For my full-length review, please visit Casual Debris.
This particular issue features eight short stories, an author interview and a brief essay, and I was immediately impressed with the first story, Stephanie Dickinson's "A Hole in the Soup." The story deals with a young woman trapped in a hospital in New Orleans immediately following the flood. Not only does the story have a spectacular title, but the prose is solid and the situation more than gripping. Not just the strongest piece in the issue, Dickinson also provides the best entry among "The Last Pages," with a great photo of her dad and a genuinely touching caption. "A Hole in the Soup" proved to be by far the strongest piece in the issue, and really only one of two worth reading. The second is the following piece, Lauren Groff's "Delicate Edible Birds." It is a good story but drags a little at times and the protagonist can be somewhat uninteresting; it nonetheless has some strong moments and is well written.
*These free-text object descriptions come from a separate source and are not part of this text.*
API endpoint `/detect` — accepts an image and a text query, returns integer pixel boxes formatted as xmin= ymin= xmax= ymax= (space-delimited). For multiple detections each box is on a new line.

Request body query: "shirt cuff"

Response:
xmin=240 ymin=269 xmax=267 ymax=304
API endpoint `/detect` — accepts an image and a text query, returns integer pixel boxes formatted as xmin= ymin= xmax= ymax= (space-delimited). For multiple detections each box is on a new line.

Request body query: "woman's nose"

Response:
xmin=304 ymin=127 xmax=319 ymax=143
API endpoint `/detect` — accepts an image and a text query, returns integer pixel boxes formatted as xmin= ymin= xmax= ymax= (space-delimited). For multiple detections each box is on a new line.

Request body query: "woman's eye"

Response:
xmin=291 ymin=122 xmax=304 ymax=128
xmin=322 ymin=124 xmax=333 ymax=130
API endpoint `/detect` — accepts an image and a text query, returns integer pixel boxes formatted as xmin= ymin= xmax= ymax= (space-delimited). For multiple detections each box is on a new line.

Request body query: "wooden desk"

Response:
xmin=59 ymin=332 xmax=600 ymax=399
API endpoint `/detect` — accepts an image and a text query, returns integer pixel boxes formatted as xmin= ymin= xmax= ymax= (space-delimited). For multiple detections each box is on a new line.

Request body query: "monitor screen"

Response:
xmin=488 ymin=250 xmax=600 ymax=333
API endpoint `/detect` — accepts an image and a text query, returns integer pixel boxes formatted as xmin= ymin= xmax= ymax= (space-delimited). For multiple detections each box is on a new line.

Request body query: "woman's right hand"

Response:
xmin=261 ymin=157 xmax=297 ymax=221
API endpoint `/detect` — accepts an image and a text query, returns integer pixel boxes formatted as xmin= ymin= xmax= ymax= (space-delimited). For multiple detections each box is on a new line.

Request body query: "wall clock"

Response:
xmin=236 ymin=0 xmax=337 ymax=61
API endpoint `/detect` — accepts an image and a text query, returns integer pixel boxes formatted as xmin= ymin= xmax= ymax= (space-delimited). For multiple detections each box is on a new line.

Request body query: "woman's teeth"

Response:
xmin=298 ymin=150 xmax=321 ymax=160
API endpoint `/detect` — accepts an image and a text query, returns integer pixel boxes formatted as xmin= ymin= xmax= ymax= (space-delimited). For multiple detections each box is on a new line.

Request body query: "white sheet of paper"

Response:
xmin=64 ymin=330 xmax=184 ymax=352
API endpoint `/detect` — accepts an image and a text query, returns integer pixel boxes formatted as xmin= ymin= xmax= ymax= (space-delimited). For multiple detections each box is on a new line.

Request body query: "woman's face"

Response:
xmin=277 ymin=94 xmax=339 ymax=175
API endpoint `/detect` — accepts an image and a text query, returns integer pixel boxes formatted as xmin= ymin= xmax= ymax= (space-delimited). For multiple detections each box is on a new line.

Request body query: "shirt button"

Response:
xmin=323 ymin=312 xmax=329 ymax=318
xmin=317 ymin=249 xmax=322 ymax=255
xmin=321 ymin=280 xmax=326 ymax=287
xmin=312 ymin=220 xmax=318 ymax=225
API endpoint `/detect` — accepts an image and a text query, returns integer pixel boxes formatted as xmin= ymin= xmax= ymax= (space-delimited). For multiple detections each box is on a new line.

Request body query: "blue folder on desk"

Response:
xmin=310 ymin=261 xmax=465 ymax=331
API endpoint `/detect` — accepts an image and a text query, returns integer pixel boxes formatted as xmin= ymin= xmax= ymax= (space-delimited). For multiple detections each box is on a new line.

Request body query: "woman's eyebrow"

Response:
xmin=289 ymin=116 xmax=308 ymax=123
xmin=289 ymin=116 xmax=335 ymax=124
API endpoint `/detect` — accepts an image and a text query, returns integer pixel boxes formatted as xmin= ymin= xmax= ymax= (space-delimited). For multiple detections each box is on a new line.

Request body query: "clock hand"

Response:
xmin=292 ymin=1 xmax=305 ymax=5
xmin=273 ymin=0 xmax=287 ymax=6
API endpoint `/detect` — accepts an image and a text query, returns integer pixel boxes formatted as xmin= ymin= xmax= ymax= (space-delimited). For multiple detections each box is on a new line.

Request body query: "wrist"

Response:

The rest of the stories are forgettable.
There is a first-time published writer here, Joshua Canipe, whose "Preacher Stories" is dry, the prose generic and the characters uninvolved. Canipe's caption for his photo is the best in the collection among childhood photos; unfortunately someone screwed up and the photo that was supposed to appear with his caption in "The Last Pages" was omitted. Ed Allen's "Krakenhaus" is familiar and too self-involved. Mirian Novogrodsky's "Just Enough Food to Remember" is one of the two weakest of the bunch, as it tries to structure itself around a series of oddly-titled vignettes, a trope that is more irritating than neat, and does little more than distract from (yet another) self-involved piece. Scott Nadelson's "Aftermath" is the longest story though among the quickest to read. It is written in a clear style and is not a bad story. It deals with a married couple agreeing to a "trial separation," told through the point of view of the man. While it has some nice moments and interesting character relationships, it is too long and the protagonist is a little whiny to be sympathetic. This is followed by "Blind Spots" by Erica Johnson Debeljak, a story with some interesting ideas strung together with some dull writing. This is unfortunate because the concept here is interesting, about a boy who can only see peripherally, told through the point of view of his mother. The point of view weakens the story as it becomes about the mother and her own struggles and grief, victimizing her, rather than being about the boy himself. David Allan Cates's "The Rubber Boy" is the other weaker piece. It is a catalog of a man's life, asking why do I endure, which is followed a single event that gives him reason to endure. The last story, "Toward a Theory of Blindness" by Beth Aria Sloss, is uneven yet interesting at certain points.